Stanford, Duke vie for first College Cup
Stanford forward Lindsay Taylor has friends at school who have won national championships and others who've already started their own businesses.
That cauldron of excellence has brought Taylor and her Cardinal teammates to the brink of the school's first women's soccer national championship, to be contested Sunday afternoon against Duke at Kennesaw State.
"We're all sort of pushing each other to be better at whatever it is you're good at individually," said Taylor, the Pac-12 player of the year and a candidate for the Hermann Trophy, given to the nation's top soccer player.
The team standing in Stanford's way knows plenty about that.
"People talk about the Ivies being the academic institutions, but I think Duke and Stanford mix athletics and academics the best," said Duke midfielder Nicole Lipp, who was also recruited by Stanford. "I think we're very similar. Just on opposite coasts."
Stanford and Duke's rosters are littered with members of U.S. youth national teams and aspiring doctors, in at least one case the same player. Their coaches often go head-to-head for prospects who can make the cut on the field and on their transcripts.

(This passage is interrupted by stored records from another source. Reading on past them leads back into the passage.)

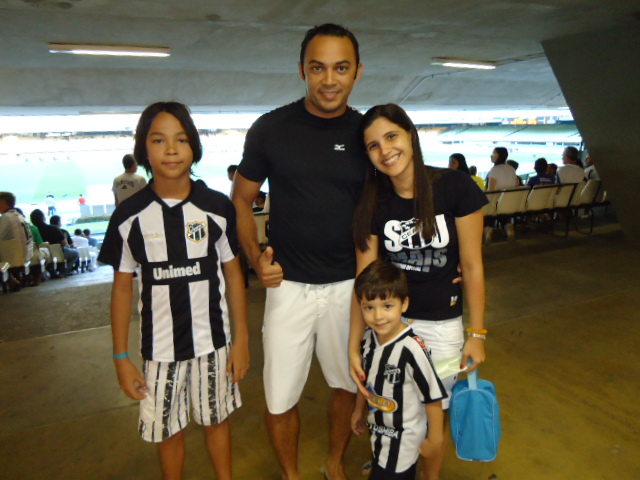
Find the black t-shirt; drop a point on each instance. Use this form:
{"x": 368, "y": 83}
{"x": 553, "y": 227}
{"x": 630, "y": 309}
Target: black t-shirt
{"x": 430, "y": 267}
{"x": 315, "y": 168}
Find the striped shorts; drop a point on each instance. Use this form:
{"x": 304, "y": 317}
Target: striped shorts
{"x": 173, "y": 387}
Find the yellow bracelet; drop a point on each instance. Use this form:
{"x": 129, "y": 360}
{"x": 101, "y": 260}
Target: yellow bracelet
{"x": 481, "y": 336}
{"x": 481, "y": 331}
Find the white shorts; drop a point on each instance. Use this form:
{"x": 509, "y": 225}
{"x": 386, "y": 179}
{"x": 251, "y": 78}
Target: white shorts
{"x": 298, "y": 316}
{"x": 444, "y": 339}
{"x": 175, "y": 386}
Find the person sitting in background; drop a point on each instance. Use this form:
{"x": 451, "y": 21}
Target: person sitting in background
{"x": 92, "y": 241}
{"x": 458, "y": 162}
{"x": 473, "y": 171}
{"x": 78, "y": 239}
{"x": 56, "y": 221}
{"x": 54, "y": 235}
{"x": 571, "y": 171}
{"x": 13, "y": 226}
{"x": 590, "y": 172}
{"x": 127, "y": 183}
{"x": 542, "y": 177}
{"x": 515, "y": 166}
{"x": 501, "y": 176}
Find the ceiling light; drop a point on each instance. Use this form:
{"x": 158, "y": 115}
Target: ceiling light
{"x": 116, "y": 50}
{"x": 460, "y": 63}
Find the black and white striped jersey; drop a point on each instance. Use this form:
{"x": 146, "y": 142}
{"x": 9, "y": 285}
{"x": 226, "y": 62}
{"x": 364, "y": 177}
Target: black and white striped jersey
{"x": 402, "y": 378}
{"x": 180, "y": 250}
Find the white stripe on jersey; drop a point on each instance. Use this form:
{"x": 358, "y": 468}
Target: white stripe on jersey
{"x": 396, "y": 436}
{"x": 155, "y": 245}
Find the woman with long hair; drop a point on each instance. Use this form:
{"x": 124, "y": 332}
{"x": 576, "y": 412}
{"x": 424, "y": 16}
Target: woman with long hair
{"x": 427, "y": 221}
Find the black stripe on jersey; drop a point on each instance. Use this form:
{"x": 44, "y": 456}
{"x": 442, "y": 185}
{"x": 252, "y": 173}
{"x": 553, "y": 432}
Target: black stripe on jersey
{"x": 215, "y": 298}
{"x": 394, "y": 446}
{"x": 378, "y": 387}
{"x": 179, "y": 297}
{"x": 422, "y": 382}
{"x": 137, "y": 247}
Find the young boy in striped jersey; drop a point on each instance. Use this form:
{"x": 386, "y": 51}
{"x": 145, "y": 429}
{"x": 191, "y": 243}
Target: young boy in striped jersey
{"x": 405, "y": 391}
{"x": 182, "y": 235}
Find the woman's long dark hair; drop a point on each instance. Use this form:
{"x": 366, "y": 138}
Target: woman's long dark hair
{"x": 378, "y": 187}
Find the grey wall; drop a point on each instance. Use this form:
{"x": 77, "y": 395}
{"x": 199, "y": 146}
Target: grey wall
{"x": 599, "y": 74}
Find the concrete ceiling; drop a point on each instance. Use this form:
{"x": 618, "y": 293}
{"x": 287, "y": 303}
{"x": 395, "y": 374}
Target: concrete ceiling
{"x": 241, "y": 55}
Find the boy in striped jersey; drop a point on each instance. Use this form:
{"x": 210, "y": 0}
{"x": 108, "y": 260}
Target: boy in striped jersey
{"x": 183, "y": 237}
{"x": 405, "y": 391}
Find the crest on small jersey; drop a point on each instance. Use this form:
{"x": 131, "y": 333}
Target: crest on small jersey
{"x": 196, "y": 231}
{"x": 391, "y": 373}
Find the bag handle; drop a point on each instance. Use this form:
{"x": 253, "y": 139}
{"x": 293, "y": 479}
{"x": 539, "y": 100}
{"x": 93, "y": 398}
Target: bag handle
{"x": 472, "y": 377}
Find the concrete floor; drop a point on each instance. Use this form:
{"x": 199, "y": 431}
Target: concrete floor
{"x": 563, "y": 319}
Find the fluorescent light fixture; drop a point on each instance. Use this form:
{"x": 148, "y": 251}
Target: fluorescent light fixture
{"x": 115, "y": 50}
{"x": 460, "y": 63}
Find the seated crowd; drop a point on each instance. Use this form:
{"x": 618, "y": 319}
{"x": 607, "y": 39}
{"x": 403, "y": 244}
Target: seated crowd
{"x": 35, "y": 241}
{"x": 503, "y": 176}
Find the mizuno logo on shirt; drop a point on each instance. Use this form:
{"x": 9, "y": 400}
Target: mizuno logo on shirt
{"x": 177, "y": 272}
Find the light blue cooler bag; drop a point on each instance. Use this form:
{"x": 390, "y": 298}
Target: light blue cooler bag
{"x": 475, "y": 419}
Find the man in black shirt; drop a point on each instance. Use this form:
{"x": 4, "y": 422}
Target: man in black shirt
{"x": 311, "y": 152}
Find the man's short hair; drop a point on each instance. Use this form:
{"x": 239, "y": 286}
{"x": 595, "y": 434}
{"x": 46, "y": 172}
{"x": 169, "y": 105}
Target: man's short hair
{"x": 329, "y": 30}
{"x": 9, "y": 198}
{"x": 128, "y": 161}
{"x": 381, "y": 279}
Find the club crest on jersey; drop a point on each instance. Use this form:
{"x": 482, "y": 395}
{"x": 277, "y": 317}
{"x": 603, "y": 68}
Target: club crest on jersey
{"x": 196, "y": 231}
{"x": 378, "y": 402}
{"x": 391, "y": 373}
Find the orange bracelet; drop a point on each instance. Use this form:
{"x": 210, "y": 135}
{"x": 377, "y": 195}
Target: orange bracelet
{"x": 481, "y": 331}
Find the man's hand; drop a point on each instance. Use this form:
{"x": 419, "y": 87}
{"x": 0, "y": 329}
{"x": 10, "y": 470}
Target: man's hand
{"x": 238, "y": 362}
{"x": 269, "y": 272}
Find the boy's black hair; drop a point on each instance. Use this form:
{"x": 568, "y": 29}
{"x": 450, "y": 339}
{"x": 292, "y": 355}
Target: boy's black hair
{"x": 8, "y": 197}
{"x": 381, "y": 279}
{"x": 182, "y": 114}
{"x": 329, "y": 30}
{"x": 128, "y": 161}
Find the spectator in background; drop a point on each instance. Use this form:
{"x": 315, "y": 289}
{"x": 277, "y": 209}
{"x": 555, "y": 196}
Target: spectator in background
{"x": 458, "y": 162}
{"x": 515, "y": 166}
{"x": 127, "y": 183}
{"x": 92, "y": 241}
{"x": 56, "y": 221}
{"x": 542, "y": 177}
{"x": 473, "y": 171}
{"x": 79, "y": 240}
{"x": 54, "y": 235}
{"x": 571, "y": 171}
{"x": 590, "y": 172}
{"x": 13, "y": 226}
{"x": 231, "y": 172}
{"x": 501, "y": 176}
{"x": 50, "y": 201}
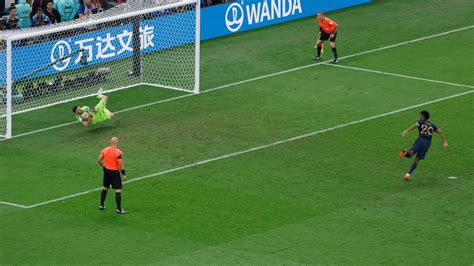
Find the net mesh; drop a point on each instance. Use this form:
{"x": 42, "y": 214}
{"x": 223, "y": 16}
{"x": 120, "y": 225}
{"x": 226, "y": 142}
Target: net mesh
{"x": 3, "y": 99}
{"x": 133, "y": 43}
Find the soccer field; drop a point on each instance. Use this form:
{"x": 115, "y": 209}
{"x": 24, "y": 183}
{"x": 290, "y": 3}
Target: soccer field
{"x": 280, "y": 160}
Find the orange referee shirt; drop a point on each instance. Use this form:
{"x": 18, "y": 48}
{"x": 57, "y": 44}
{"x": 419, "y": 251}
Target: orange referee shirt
{"x": 327, "y": 25}
{"x": 111, "y": 156}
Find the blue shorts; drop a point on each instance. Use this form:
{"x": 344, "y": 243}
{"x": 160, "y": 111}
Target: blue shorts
{"x": 421, "y": 147}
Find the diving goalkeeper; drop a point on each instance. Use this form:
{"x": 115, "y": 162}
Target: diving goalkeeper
{"x": 91, "y": 116}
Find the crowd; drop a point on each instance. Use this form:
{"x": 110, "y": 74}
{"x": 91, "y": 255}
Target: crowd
{"x": 37, "y": 13}
{"x": 44, "y": 12}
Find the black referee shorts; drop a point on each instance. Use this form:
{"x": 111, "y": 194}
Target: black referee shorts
{"x": 326, "y": 36}
{"x": 112, "y": 178}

"We recruit against each other a lot because I feel we sell the same thing – we both sell a world-class education while playing in some of the top women's soccer conferences in the country," Duke coach Robbie Church said.

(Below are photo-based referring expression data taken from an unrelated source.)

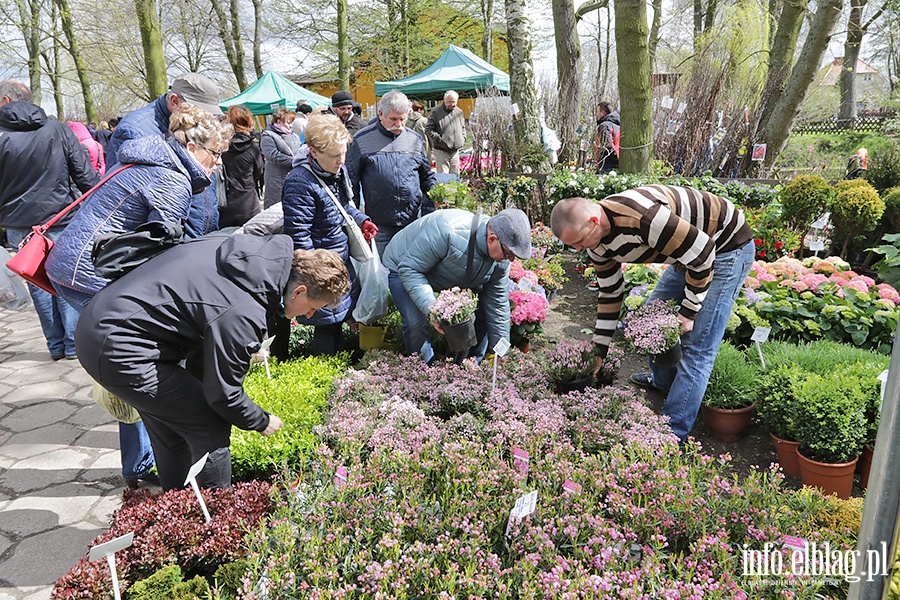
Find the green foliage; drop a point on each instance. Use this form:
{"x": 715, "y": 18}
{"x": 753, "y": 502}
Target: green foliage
{"x": 831, "y": 422}
{"x": 804, "y": 199}
{"x": 856, "y": 208}
{"x": 733, "y": 381}
{"x": 889, "y": 267}
{"x": 454, "y": 194}
{"x": 296, "y": 393}
{"x": 884, "y": 167}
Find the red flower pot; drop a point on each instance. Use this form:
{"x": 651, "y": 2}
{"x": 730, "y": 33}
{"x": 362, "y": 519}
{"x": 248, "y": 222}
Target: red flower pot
{"x": 829, "y": 477}
{"x": 787, "y": 455}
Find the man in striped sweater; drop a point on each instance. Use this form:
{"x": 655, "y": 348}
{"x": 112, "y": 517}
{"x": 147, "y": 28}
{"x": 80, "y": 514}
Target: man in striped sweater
{"x": 710, "y": 246}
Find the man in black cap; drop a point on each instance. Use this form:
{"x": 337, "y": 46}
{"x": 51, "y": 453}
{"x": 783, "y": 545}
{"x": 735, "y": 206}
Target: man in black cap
{"x": 450, "y": 248}
{"x": 342, "y": 106}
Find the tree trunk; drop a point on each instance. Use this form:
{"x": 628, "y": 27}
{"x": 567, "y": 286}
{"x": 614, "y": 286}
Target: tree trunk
{"x": 343, "y": 46}
{"x": 568, "y": 67}
{"x": 653, "y": 41}
{"x": 635, "y": 93}
{"x": 257, "y": 38}
{"x": 30, "y": 26}
{"x": 785, "y": 109}
{"x": 65, "y": 15}
{"x": 151, "y": 41}
{"x": 521, "y": 84}
{"x": 487, "y": 36}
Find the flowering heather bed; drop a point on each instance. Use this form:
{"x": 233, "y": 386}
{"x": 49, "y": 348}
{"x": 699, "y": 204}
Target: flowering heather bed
{"x": 815, "y": 299}
{"x": 430, "y": 481}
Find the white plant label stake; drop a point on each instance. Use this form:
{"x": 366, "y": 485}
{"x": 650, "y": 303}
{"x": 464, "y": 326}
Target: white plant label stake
{"x": 760, "y": 335}
{"x": 108, "y": 550}
{"x": 264, "y": 347}
{"x": 500, "y": 349}
{"x": 524, "y": 507}
{"x": 192, "y": 479}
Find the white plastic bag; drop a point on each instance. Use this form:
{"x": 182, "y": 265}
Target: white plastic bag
{"x": 374, "y": 295}
{"x": 13, "y": 293}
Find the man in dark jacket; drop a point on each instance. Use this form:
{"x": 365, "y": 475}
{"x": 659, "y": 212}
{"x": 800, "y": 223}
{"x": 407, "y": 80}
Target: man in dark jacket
{"x": 38, "y": 160}
{"x": 210, "y": 302}
{"x": 342, "y": 106}
{"x": 153, "y": 119}
{"x": 387, "y": 161}
{"x": 607, "y": 144}
{"x": 446, "y": 129}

Stanford tied for No. 5 in the most recent U.S. News & World Report ratings of national universities, five spots ahead of Duke, the only two top-10 schools that are members of FBS conferences. Duke has won 12 national championships, including eight beginning in 2001. Stanford has won a staggering 101 NCAA titles, including at least one every year for the past 35 years.
The rockhead quotient is low. Duke's team GPA last spring was 3.4. Blue Devils defender Maddy Haller was named a third-team Academic All-American this week. Forward Mollie Pathman, who scored two goals in Duke's semifinal victory over Wake Forest, holds a 3.92 GPA majoring in psychology with plans to attend medical school. She pulled three A's and one B-plus last spring despite missing six weeks with the U.S. under-20 national team.
"I was lucky," said Pathman, who studied so much in high school her parents had to take her textbooks away. "Every week I was gone fell in an off-lab week, so I never missed any labs."
Stanford's roster includes midfielder Teresa Noyola, who holds a 3.52 GPA with a double major in math and computer science and was named the Pac-12 women's soccer scholar-athlete of the year. At least five Cardinal players major in human biology, a pre-med concentration.
The weight of schoolwork and soccer – Stanford is top-ranked and unbeaten, Duke is No. 3 in the country – does get balanced. Noyola said the Stanford locker room is intentionally a haven for jokes and light-heartedness. At Duke's hotel Thursday night, a team-wide game of Charades got so loud that hotel security had to quiet the room down.
Homework will be put aside Sunday, though, as both teams attempt to bring the first women's soccer title home to campuses steeped in success.
Just before taking the field Friday, Duke players were shown a pre-recorded video from basketball coach Mike Krzyzewski wishing them well and encouraging them to play hungry.
"He's got experience with national championships and playing in Final Fours, so we all hung on every word," Church said.
After beating the Seminoles, Taylor was deluged with texts and Facebook posts from fellow athletes back at Stanford.
"I know a lot of people who have won a lot of championships, whether it be a national title, a Pac-12 championship or bowl games or whatever it may be," Taylor said. "But it's definitely motivating to see other people do that. Hopefully, we can accomplish that, too."